Max number of subnets DHCP can handle

Mon Jan 28 20:32:47 UTC 2008

On 1/28/08 10:23 AM, David W. Hankins wrote:

> 
> that's a strange situation to be in.  it sounds like the secondary
> thinks the pools are "panic unbalanced", but the primary does not
> think it needs to transfer any leases.
> 
> i'd make sure the config files are consistent (including "failover
> peer" lines in the pools), and then compare the post-failover lease
> databases to see what's going wrong.  if anything were wrong, i would
> probably wind up "faulting" one of the lease databases so that it is
> reloaded off the peer.  since this sounds like a test enviroment,
> maybe you could just cut to that chase and try that.  just shutdown
> one daemon, delete dhcpd.leases and touch a new file, then restart the
> daemon; it will load the db off the peer, enter a RECOVER-WAIT state
> for MCLT, then resume normal operations (this isn't a bad test to
> perform either).
> 
> 3.0.1 also has several known failover flaws.  run 3.0.6 at least if
> you want to evaluate 3.0.x.
> 
> this sort of "pool rebalance cpu starvation" due to the peer sending
> never-ending POOLREQ messages has been addressed in our CVS repository
> for the next release; we now implement a hold-down timer on POOLREQs.
> 
> from 3.1.next's RELNOTES;
> 
> - A bug in failover pool rebalancing that caused POOLREQ message ping-pongs
>   was repaired.
> 
> - A flaw in failover pool rebalancing that could cause POOLREQ messages to
>   be sent outside of the min-balance/max-balance scheduled intervals has
>   been repaired.
> 
> but it's hard to say if the above would resolve your secondary's
> condition that's causing it to send the POOLREQs in the first place;
> e.g. any lease db inconsistency.

I've managed to par down the list of subnets to 1500, some monkeying 
around shows that, at least with 3.0.1, it eventually loads it and goes 
to "normal" status on  both servers.

I'd like to use 3.1.0, as it's supposed to do better lease affinity, I 
went with 3.0.1 because it was easy with RH and we already have a 
production system running 3.0.3, so it was a good quick and dirty way to 
see how the differences.

I'm in the process of starting up 3.1.0 with my new config file.  It was 
script generated so they two are identical, so I don't think we're 
having config issues.  However, it's spent a bout 45 minutes doing 
something to the leases file, generating what I'll describe below.  At 
this point, it looks like it's just a lot to generate, so it's taking a 
while, and once this initial process is completed, subsequent loads will 
be very short.  But in this case, the last log line reported is "update 
request from dhcp_failover: sending update" on both sides, and there's 
been no failover timeout.

> 
> pre whatsitwhosits?  in normal operation, "virgin" (never before used)
> leases are not written to the lease db, to save time and space.  in
> failover (of any version), some of these will change state to 'backup'
> (to be allocated by the secondary), and so will be recorded in the
> lease db.
> 
> this is normal in any version.

I'm a bit confused, I may have just been stating this poorly.   Both 
3.0.1 and 3.1.0 are generating some set of leases in the leases files, 
and in both cases I have done this with a virgin dhcpd.leases file (in 
both cases I"m using the smaller of my possible configs).  Inf v3.0.1, 
it has records for every possible lease, as such:

lease 172.22.255.133 {
   starts 6 2008/01/26 23:07:25;
   tstp 6 2008/01/26 23:07:25;
   tsfp 6 2008/01/26 23:07:25;
   binding state backup;
}
lease 172.22.255.134 {
   starts 6 2008/01/26 23:07:25;
   tstp 6 2008/01/26 23:07:25;
   tsfp 6 2008/01/26 23:07:25;
   binding state backup;
}

And similarly on the backup - it looks like the same setup of IPs, the 
ranges are 11-254, so I"m guessing this is the back half, 133-254.

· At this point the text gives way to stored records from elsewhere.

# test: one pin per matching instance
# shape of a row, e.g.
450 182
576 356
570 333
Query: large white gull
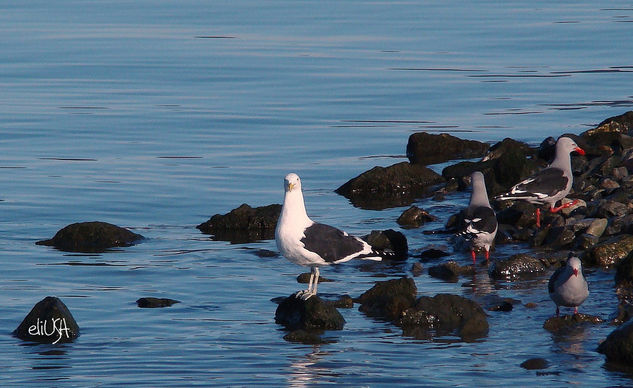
479 218
308 243
551 184
567 286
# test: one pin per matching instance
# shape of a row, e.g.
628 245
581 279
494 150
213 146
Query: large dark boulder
91 237
618 347
388 299
609 252
396 185
243 224
311 314
425 148
444 314
516 266
49 322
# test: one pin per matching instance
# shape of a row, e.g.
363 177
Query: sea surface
155 115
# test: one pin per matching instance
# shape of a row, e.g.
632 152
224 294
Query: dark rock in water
521 214
424 148
616 124
609 252
389 241
414 217
155 302
91 237
342 302
305 278
618 347
49 322
535 363
508 163
396 185
388 299
444 314
307 337
516 266
243 224
450 271
433 253
563 323
312 314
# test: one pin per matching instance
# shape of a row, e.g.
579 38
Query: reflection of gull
304 370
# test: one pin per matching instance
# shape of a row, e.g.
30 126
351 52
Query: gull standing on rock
551 184
480 219
308 243
568 286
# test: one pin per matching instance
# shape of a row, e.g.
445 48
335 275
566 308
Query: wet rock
564 323
388 299
396 185
389 241
535 363
450 271
243 224
444 314
609 252
90 237
424 148
618 347
414 217
597 227
516 266
624 272
312 314
155 302
342 302
49 322
617 124
417 269
433 253
520 214
304 278
508 163
307 337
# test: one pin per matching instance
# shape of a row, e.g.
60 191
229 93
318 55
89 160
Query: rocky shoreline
599 229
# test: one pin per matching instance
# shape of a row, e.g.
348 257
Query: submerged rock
618 347
515 266
396 185
243 224
388 299
150 302
609 252
444 314
450 271
563 323
49 322
389 241
91 237
424 148
312 314
414 217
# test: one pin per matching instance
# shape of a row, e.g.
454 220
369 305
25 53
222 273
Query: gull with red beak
567 286
550 185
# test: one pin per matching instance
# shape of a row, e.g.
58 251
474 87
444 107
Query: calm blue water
155 115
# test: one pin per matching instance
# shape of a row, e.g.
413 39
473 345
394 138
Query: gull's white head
565 144
575 264
292 182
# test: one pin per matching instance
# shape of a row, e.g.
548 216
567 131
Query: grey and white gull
549 185
308 243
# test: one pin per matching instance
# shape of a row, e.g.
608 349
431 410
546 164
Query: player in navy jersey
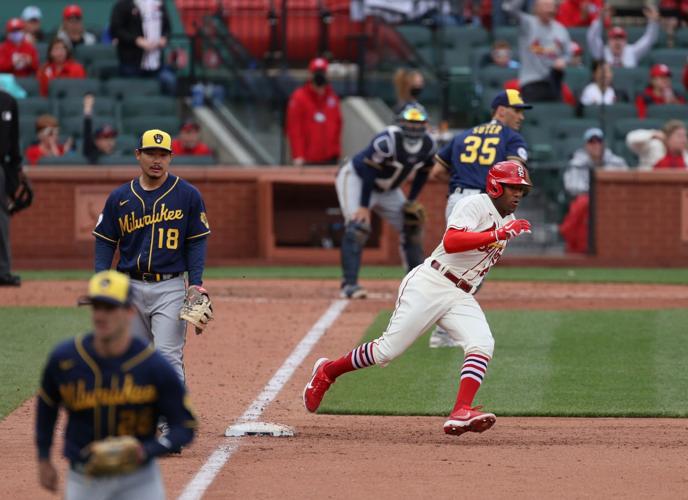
466 160
158 222
372 180
112 385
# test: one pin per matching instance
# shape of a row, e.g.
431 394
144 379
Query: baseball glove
113 456
414 213
197 308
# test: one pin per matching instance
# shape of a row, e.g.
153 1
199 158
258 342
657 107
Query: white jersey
476 214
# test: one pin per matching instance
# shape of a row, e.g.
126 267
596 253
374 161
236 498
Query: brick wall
640 218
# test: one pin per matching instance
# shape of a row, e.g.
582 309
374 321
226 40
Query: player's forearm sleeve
418 182
195 259
455 241
105 251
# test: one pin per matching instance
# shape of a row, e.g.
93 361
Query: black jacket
10 157
126 25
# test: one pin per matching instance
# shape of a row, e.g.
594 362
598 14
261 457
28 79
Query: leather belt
458 282
152 277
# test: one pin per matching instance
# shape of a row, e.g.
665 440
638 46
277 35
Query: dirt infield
260 322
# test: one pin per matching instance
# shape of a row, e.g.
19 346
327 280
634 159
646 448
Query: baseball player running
159 224
372 181
465 161
113 387
441 291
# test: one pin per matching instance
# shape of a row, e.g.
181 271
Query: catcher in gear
114 388
372 180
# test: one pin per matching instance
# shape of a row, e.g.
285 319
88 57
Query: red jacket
314 124
47 72
8 58
648 98
201 149
572 14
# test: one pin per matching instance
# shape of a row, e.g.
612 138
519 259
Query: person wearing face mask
659 91
372 181
314 120
17 55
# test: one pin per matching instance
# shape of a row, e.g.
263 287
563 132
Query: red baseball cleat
317 386
469 420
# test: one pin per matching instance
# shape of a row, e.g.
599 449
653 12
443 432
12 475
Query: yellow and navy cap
110 287
510 98
155 139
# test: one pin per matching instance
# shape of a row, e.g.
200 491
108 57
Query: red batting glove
512 229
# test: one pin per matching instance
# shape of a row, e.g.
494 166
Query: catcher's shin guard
355 238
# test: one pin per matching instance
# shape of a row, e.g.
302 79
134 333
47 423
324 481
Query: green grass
548 363
575 275
27 336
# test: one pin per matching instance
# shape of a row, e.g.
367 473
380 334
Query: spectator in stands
666 148
100 143
576 60
188 142
600 90
141 29
17 55
47 144
593 155
658 91
575 13
544 48
32 15
408 84
618 52
314 120
72 30
60 64
501 55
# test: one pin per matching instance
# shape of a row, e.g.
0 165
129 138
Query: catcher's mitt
414 213
113 456
197 308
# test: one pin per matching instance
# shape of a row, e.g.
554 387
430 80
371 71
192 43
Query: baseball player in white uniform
440 290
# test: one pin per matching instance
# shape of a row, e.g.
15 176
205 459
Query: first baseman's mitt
197 308
114 455
414 213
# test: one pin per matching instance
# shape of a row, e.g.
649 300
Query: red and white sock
361 357
472 374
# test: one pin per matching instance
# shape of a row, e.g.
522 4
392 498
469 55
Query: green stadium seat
670 57
73 87
139 124
120 87
666 112
194 160
30 84
74 106
33 106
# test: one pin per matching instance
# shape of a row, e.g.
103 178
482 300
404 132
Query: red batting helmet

On 3.1.0, as mentioned it's 45+ minutes into startup, with no log 
messages, so I'm guessing it's just finishing this up, but they look 
like this:

lease 172.31.99.254 {
   binding state free;
}
lease 172.31.99.253 {
   binding state free;
}
lease 172.31.99.252 {
   binding state free;
}

I think that I just mistated what it's doing David, as your explanation 
sounds like the above, but I want to make sure I have my head around 
this correctly.

> essentially;
> 
> leases are ordered in memory on a hash table which (as of 3.1.0) is
> not nearly so pessimal as 3.0.x.  several little missteps were fixed.
> i think 4.0.x is supposed to be faster still, but i can't remember
> why.
> 
> shared networks are ordered in memory on a linear list, and subnets
> are attached on a linear list beneath them.  it is possible to find a
> subnet from a lease, but for DISCOVER or SELECTING/INIT-REBOOT REQUEST
> processing, these lists may be traversed in order to calculate the
> client's point of network attachment (seeking a subnet that contains
> the giaddr, no seek is necessary if giaddr is not set since the daemon
> uses one socket per interface, and can just record what socket the
> packet came in on).
> 
> 
> so whereas lease lookup performance is (hopefully) O(1), although
> realistically O(leases) on 3.0.x and sufficiently large numbers of
> leases (it starts around 16k I think, from memory), subnet lookup
> performance is O(subnets) always.
> 
> so for each lease you add, it's a no-op.  for each subnet you add,
> you're using a teensy bit more CPU for this processing.
> 
> the question is whether or not you have enough cpu for the subnets you
> want.
> 
> short of rewriting the sources (to do a quicker subnet lookup), there
> is no workaround.
> 

Thanks for the description.   We're going to be provisioning new 
hardware, but this sounds like until possibly some enhancements in 
3.1.x, that may still not solve the pool rebalance CPU starvation issue, 
although it's probably hard to say.

I'm only shying away from 4.0.0 because of the criticality of this 
server (it's answering VOIP handset DHCP requests), and am wary of 
vX.0.0 - of anything, no offense intended.    I feel more comfortable 
with 3.1.0, and there is a specific feature it has that's desirable, 
related again to these VOIOP handsets, which don't tolerate changes in 
IP addresses well.     The reason for the large number of subnets is to 
avoid needing to make config changes, so DHCP server restarts should be 
minimal, and hopefully at no other times than server downtime.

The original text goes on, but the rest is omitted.